If I try to shutdown the system to reboot, systemd takes forever because it’s waiting for various things to die. Usually takes half an hour to gracefully shut down the system if it works at all. If I just tell Proxmox to ‘reset’ the VM, it spins for a while and then returns with “Error: VM 121 qmp command ‘system_reset’ failed - got timeout” which is annoying, so then I end up having to reboot Proxmox.

So I understand the proxmox issues are separate and not relevant here, but it seems like the root of my problem is that since updating HA recently, docker seems to have problems. The rest of my VM’s and LXC containers under proxmox are working fine.

Anyone know what’s going on? I’m not seeing a lot of other complaints so I’m willing to entertain the notion that this is maybe self-inflicted but I really don’t think I’ve done anything.

I get the same with Node Red and it complains a lot about a HTTP Listen2 in NGinX being drepecated.
The messages are in the addon logs, not in the core logs.

One thing I would try, since the problem seems to start with mosquito, is to stop the add-on and run mosquito in a separate LXC.

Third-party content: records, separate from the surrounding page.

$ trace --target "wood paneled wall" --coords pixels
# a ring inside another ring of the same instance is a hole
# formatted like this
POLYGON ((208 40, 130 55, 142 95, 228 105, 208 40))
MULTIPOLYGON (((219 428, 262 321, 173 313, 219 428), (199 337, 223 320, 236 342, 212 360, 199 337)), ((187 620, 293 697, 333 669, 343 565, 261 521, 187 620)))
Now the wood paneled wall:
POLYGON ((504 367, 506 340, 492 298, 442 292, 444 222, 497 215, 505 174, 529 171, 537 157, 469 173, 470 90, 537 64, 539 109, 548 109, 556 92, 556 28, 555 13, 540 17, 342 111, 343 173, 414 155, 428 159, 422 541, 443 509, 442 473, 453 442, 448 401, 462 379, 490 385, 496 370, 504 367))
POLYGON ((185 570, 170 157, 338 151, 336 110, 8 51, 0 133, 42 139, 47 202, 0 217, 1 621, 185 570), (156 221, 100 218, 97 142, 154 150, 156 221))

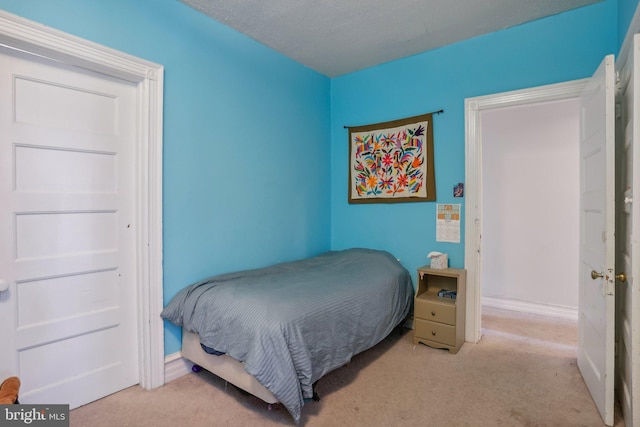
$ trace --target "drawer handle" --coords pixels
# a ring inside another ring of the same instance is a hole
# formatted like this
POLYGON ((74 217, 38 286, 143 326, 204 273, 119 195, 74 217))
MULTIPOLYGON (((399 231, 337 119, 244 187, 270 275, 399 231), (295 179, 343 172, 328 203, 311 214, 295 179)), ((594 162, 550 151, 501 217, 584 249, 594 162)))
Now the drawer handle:
POLYGON ((436 336, 436 331, 431 331, 431 335, 436 336))
POLYGON ((435 311, 432 311, 432 312, 431 312, 431 315, 432 315, 432 316, 435 316, 435 315, 436 315, 436 312, 435 312, 435 311))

Unfortunately, the Mosquitto logs just cease with no errors. The last message in the log is a received PUBLISH and then the log ends at the time that Mosquitto stopped running.

I also discovered that despite trying to update to 15.2, I’m still only actually running 15.1. Watching the system boot, it appears to fail to boot from the slot that is the 15.2 slot so then it boots from the 15.1 slot.

I’m probably gonna have to burn this whole thing down and re-create it all from scratch. Seems to happen around every 5 years.

I just realized my supervisor is dying from the Node Red error and that cause other containers to die too.
Not sure if your issue is the same, but if you have Node Red, then check its logs and maybe try to disable it.

Nope. No ‘Node Red’.

But I did download a fresh 15.2 image and built a new VM and it ran for just over a day before hanging solid. Now I have an unkillable kvm process and have to reboot my proxmox server.

At least now I know 100% that there’s something wrong with 15.2.

I run 15.2 on Proxmox and so do many others.
Maybe you have a faulty hard drive or so?

I have all of my VM and LXC images on the same NAS as my HA images. All of my other containers and VM’s work just fine. The NAS is healthy, network is healthy, etc.

Do you have these same logs on your console? Reminder this is a freshly created VM from the 15.2 image downloaded the day before yesterday. This is not indicative of a healthy release:

I do not have those messages.
Ho much ram and storage have you assigned to your HA VM?

8GB ram and 32GB disk. I tried bumping the ram to 16 but it never booted after waiting 45mins. Tried to strace the kvm process and it was wedged hard. Not even cycling on a timer or select/poll. It was stuck setting up HAOS swap on the console.

Still sound like a storage issue.
Try to up the amount to maybe 48 or 64Gb

At rage? (Probably auto correct problem. :smile: )

I’ll try bumping up the disk, sure, but the previous VM ran for years at 4GB and 32GB. When I created this one I was feeling generous and gave it 8gb. After it hung, I tried giving it 16gb and it didn’t boot so now it’s back to 8. The disk image is largely empty.

Corrected, but may be needed later if it is not solved. :rofl:

Sometimes HA have issues with more ram than 8Gb, so stick with that for now.

It’s been up for 2d now with no changes. It ran for less than a day at 8GB/32GB. Then I tried giving it 16GB and it failed to boot. I put it back to 8GB and it’s been running 2d. No difference from the previous time it ran for less than a day at 8/32.

I don’t trust it but it’s a record for 15.2 for me.

Do you see the messages on the console?

yup. Still the usual terminated processes, etc.

well my hopes and dreams were dashed. It’s hung again.


After 20 mins, it was still trying to shutdown systemd-journald.service and “Docker Application Container Engine”.